Cristo y sus leyes fueron revelados a todos los santos profetas. Como dijo Pedro: «De éste dan testimonio todos los profetas, que todos los que en El creyeren, recibirán perdón de pecados por su nombre» (Hechos 10:43).

El era el Dios de Abraham, Isaac y Jacob, el Dios de Israel, el Santo, el Señor Omnipotente. El era el Mesías prometido, el Salvador y Redentor, el Hijo de David; y a la hora designada, de acuerdo con las promesas, nació de una virgen en Belén de Judea.

De María, su madre, una mujer mortal, heredó el poder de la mortalidad por el que estaba sujeto a todas las tentaciones y males de-la carne, incluyendo la muerte misma. De Dios, su Padre, un Hombre Inmortal, heredó la inmortalidad, poseyendo así el poder de vivir para siempre, o de entregar voluntaria-mente su vida para volverla a tomar en gloria inmortal.

El vino al mundo a rescatar al hombre de la muerte temporal y espiritual que pesaba sobre éste como consecuencia de la caída de Adán. Vino a satisfacer las demandas de la justicia divina y a traer misericordia al penitente. Vino como el Mediador, el Intercesor, para abogar la causa de todos aquellos que creen en él.

Vino a traer inmortalidad a todos los hombres, como un don. Vino a abrir la puerta que conduce a la vida eterna, con la condición de que se obedezcan las leyes y ordenanzas de su evangelio. Vino a traer esperanza, a traer gozo y paz, a traer salvación y el suyo es el único nombre dado bajo el cielo por el que se logra la salvación.

Nuestro Señor —Jehová, el Señor Jesucristo— es nuestra esperanza y salvación. Mediante el evangelio, El trajo a luz la vida y la inmortalidad. El nos redimió de la muerte, del infierno, del demonio, y del tormento eterno.

Después de su resurrección ascendió a los cielos para sentarse a la diestra del Padre.
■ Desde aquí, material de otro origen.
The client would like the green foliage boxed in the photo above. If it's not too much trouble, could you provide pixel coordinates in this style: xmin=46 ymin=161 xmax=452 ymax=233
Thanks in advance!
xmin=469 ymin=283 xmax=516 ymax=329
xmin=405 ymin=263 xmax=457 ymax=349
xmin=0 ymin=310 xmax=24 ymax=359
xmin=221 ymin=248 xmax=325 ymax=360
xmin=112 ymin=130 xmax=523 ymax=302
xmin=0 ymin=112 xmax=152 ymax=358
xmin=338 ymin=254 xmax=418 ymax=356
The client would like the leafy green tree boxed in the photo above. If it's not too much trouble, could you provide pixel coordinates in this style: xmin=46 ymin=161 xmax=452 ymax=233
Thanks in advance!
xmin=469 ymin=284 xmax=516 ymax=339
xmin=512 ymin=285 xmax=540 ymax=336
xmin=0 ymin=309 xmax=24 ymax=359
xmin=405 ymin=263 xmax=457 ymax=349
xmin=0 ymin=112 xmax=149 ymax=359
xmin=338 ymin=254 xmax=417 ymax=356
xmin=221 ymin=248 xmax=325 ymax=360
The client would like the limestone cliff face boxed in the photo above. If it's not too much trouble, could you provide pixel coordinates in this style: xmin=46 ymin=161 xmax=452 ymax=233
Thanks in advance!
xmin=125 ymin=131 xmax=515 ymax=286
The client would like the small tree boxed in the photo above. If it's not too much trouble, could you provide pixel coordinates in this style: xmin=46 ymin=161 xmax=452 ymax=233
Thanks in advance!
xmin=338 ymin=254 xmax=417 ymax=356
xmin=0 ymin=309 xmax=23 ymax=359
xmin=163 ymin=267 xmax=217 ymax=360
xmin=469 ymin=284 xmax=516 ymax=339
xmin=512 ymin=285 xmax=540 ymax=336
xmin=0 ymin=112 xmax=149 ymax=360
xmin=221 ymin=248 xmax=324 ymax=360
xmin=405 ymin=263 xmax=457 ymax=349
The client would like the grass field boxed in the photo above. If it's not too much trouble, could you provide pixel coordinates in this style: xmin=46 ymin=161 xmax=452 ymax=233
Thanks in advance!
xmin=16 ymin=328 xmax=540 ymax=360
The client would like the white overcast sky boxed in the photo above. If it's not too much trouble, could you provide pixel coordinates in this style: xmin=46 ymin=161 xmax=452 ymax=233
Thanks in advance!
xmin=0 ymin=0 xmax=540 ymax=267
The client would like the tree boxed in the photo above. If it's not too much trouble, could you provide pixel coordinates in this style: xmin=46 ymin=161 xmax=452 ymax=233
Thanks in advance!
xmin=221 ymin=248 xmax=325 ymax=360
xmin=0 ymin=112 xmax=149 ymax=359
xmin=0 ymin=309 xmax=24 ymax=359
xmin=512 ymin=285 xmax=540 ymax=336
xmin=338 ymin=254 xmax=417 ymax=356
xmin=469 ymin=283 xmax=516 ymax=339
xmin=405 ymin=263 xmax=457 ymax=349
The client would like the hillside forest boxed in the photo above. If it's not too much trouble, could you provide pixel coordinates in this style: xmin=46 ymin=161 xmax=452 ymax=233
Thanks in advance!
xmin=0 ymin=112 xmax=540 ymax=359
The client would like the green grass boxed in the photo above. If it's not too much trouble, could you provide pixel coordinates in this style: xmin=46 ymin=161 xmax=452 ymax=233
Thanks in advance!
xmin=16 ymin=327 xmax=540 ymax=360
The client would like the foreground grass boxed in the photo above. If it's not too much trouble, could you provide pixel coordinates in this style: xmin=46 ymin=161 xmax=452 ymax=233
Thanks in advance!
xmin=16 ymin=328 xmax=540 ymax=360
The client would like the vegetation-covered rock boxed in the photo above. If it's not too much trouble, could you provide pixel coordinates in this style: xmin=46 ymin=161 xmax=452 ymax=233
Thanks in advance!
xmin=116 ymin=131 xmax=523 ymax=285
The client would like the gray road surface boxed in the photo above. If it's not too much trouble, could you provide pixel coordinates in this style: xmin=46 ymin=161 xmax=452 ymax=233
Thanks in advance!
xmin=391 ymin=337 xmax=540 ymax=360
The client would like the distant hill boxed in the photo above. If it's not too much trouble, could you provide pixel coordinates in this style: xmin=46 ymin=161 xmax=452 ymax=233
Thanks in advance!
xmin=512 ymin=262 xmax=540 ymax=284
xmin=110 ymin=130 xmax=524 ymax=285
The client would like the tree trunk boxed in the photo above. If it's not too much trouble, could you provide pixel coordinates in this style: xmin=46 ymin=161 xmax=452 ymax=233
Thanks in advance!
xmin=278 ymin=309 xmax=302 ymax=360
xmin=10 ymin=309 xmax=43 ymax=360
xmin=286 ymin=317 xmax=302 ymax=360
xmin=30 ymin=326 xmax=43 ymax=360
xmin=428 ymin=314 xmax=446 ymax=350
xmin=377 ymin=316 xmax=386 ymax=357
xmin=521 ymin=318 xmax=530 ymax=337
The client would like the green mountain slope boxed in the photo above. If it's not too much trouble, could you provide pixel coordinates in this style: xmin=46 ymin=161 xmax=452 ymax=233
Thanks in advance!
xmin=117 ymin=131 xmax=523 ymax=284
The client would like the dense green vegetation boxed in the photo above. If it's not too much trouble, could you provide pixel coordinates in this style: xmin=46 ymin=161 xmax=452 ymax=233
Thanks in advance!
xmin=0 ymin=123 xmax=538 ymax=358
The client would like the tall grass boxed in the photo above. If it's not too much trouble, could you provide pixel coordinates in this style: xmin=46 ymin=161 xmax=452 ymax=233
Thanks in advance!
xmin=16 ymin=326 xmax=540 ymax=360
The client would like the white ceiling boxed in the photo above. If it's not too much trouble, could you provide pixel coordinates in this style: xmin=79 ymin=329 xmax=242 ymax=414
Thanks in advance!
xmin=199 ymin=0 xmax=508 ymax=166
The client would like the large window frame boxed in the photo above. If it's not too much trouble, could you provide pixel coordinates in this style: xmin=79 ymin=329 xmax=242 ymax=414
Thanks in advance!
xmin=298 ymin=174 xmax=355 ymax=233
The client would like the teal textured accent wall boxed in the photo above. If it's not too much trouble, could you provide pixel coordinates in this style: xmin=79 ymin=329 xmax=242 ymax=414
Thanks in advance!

El ha aparecido en nuestros días con el Padre, quien dijo: «Este es mi Hijo Amado: ¡Escúchalo!» (José Smith 2:17). Ha aparecido también muchas otras veces para conversar con sus amigos terrenales, y en un futuro cercano volverá para inaugurar su reinado personal de justicia y paz, con diez mil ángeles y en toda la gloria del Reino de su Padre.

Cuando venga, eliminará a los malvados y juzgará al mundo; y toda cosa corruptible será destruida por la gloria de su presencia.

El es nuestro amigo, nuestro Juez, nuestro Rey y Señor. Buscamos su faz, y deseamos morar en su presencia; somos su pueblo, las ovejas de su redil.

Deseamos ser reconciliados con Dios mediante su sangre, «pues sabemos que es por la gracia que nos salvamos, después de hacer todo lo que podemos». Como un compañero de antaño dijo: «Hablamos de Cristo, nos regocijamos en Cristo, predicamos acerca de Cristo, profetizamos respecto de Cristo» para que los hombres sepan adónde acudir para la remisión de sus pecados. (2 Nefi 25:23-26.)

Y así, de acuerdo con nuestra práctica establecida, y obedientes a la divina obligación que se nos ha impuesto, doy mi testimonio personal de la divinidad de Aquel que nos ha hecho salvos por su sangre. El es en verdad el Hijo del Dios Todopoderoso, en quien nos regocijamos ahora y por siempre. En el nombre del Señor Jesucristo. Amén.